Alternatif susu memiliki market size secara global senilai sekitar $23 miliar, dan diperkirakan CAGR akan tumbuh sebesar sekitar 12,5% di tahun 2021 hingga 2028. Wilayah Asia Pasifik mendominasi pasar ini dengan market share sebesar 44%, menurut Grand View Research.

Pasar produk alternatif susu sedang booming karena meningkatnya jumlah orang dengan intoleransi laktosa dan flexitarian, kesadaran masyarakat untuk fokus pada pilihan yang lebih sehat, serta perhatian terhadap etika dan lingkungan dalam mengonsumsi produk susu.

Alasan investor tertarik startup D2C

Mohjo menambah jajaran startup D2C yang mengantongi pendanaan dari investor lokal. Dari pantauan DailySocial, modal ventura lokal lain juga mulai mengalokasikan dana untuk startup nondigital. Beberapa di antaranya Alpha JWC Ventures, Intudo Ventures, Teja Ventures, Salt Ventures, dan lain-lain. Startup kecantikan merupakan salah satu vertikal D2C yang kian hari diminati investor.

Head of Investor Relations & Capital Raising MDI Ventures Kenneth Li mengatakan, ada sejumlah faktor mengapa pelaku startup kecantikan menarik bagi VC. Pertama, brand lokal masa kini menggunakan model D2C untuk membidik segmen digital native.

Kedua, konsumen produk kecantikan cenderung memiliki user stickiness dan repeat purchase yang tinggi. Artinya, bisnis ini dapat mengantongi pertumbuhan bisnis dengan cepat. Tentu bagi VC, masuk ke vertikal ini dapat menjadi sebuah diferensiasi bisnis. Akan tetapi, investasi tetap memerlukan scalibility.

Sementara Senior Investment Analyst Kolibra Capital William Auwines menyoroti perspektif lain. Banyak brand kecantikan lokal mengembangkan strategi marketing yang berbeda untuk membangun brand equity-nya. Selain itu, yang cukup menonjol adalah produk kecantikan terbilang memiliki biaya produksi rendah sehingga keputusan untuk membeli produk menjadi lebih mudah dan nature bisnisnya akan selalu membutuhkan constant repurchasing.

Ia menilai kehadiran e-commerce seperti Tokopedia, Shopee, dan Lazada menjadi game changer bagi industri ini karena mereka mampu mengantongi consumer purchasing journey. Alhasil, tak hanya pelaku industri kecantikan saja yang meningkat, tetapi juga bisnis pendukungnya, seperti sales, marketing, dan logistik untuk segmen SME. Dari paparan ini, industri kecantikan menjadi vertikal yang menarik bagi VC karena berhasil menunjukkan pertumbuhan yang mengesankan dalam beberapa tahun terakhir.

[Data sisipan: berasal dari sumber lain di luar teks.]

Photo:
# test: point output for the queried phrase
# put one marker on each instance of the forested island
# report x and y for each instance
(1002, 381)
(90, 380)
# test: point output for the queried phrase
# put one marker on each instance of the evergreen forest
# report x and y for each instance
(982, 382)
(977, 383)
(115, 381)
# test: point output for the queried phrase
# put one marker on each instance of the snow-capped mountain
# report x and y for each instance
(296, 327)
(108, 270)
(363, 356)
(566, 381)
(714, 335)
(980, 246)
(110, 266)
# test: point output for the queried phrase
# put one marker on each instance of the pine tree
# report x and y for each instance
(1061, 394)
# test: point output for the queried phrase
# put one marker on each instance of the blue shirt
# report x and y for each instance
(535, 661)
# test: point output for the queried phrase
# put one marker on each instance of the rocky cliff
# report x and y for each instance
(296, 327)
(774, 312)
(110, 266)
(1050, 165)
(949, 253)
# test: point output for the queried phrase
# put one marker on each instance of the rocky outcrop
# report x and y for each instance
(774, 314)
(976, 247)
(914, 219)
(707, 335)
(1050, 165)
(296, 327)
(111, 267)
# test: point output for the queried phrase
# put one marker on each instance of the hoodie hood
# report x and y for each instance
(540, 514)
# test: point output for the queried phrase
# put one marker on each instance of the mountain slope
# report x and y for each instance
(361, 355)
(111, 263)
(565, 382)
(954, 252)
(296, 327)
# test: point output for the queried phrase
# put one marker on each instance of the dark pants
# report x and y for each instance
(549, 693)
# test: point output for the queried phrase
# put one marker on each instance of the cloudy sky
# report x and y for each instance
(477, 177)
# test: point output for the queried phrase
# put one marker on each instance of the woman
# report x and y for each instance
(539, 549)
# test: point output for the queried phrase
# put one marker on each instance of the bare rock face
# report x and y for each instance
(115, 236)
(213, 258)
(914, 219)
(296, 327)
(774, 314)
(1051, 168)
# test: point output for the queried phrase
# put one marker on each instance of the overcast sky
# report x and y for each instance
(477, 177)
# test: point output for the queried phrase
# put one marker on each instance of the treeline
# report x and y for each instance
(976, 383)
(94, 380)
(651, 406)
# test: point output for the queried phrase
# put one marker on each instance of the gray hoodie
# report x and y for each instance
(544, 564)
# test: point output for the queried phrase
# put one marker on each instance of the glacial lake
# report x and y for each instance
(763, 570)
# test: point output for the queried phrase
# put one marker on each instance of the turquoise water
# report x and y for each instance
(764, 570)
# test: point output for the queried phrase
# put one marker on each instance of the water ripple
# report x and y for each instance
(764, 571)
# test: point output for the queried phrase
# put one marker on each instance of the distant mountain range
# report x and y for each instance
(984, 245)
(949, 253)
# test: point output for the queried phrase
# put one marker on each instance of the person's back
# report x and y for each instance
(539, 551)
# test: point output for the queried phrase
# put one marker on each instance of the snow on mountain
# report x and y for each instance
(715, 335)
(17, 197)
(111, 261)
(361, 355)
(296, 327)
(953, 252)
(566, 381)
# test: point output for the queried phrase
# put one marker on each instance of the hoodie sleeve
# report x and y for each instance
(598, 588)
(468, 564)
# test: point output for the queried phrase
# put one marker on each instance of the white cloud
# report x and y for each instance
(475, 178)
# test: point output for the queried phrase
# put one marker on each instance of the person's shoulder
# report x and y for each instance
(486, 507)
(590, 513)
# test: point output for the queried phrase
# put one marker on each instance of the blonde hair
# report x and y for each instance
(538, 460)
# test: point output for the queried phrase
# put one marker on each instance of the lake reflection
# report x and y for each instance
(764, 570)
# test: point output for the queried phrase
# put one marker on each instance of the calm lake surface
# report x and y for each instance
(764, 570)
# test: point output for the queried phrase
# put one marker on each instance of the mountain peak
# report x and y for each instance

“Sebagai VC, biasanya kami mengabaikan perusahaan tradisional, seperti fashion dan retail. Bagi kami, ada banyak perusahaan teknologi baru yang tumbuh eksponensial dengan menjaga biaya tetap rendah, menjangkau pasar lewat pemasaran online, dan meningkatkan layanan logistiknya untuk memperoleh keuntungan. Faktor ini membuat valuasinya jauh lebih tinggi dibandingkan dengan perusahaan tradisional,” paparnya.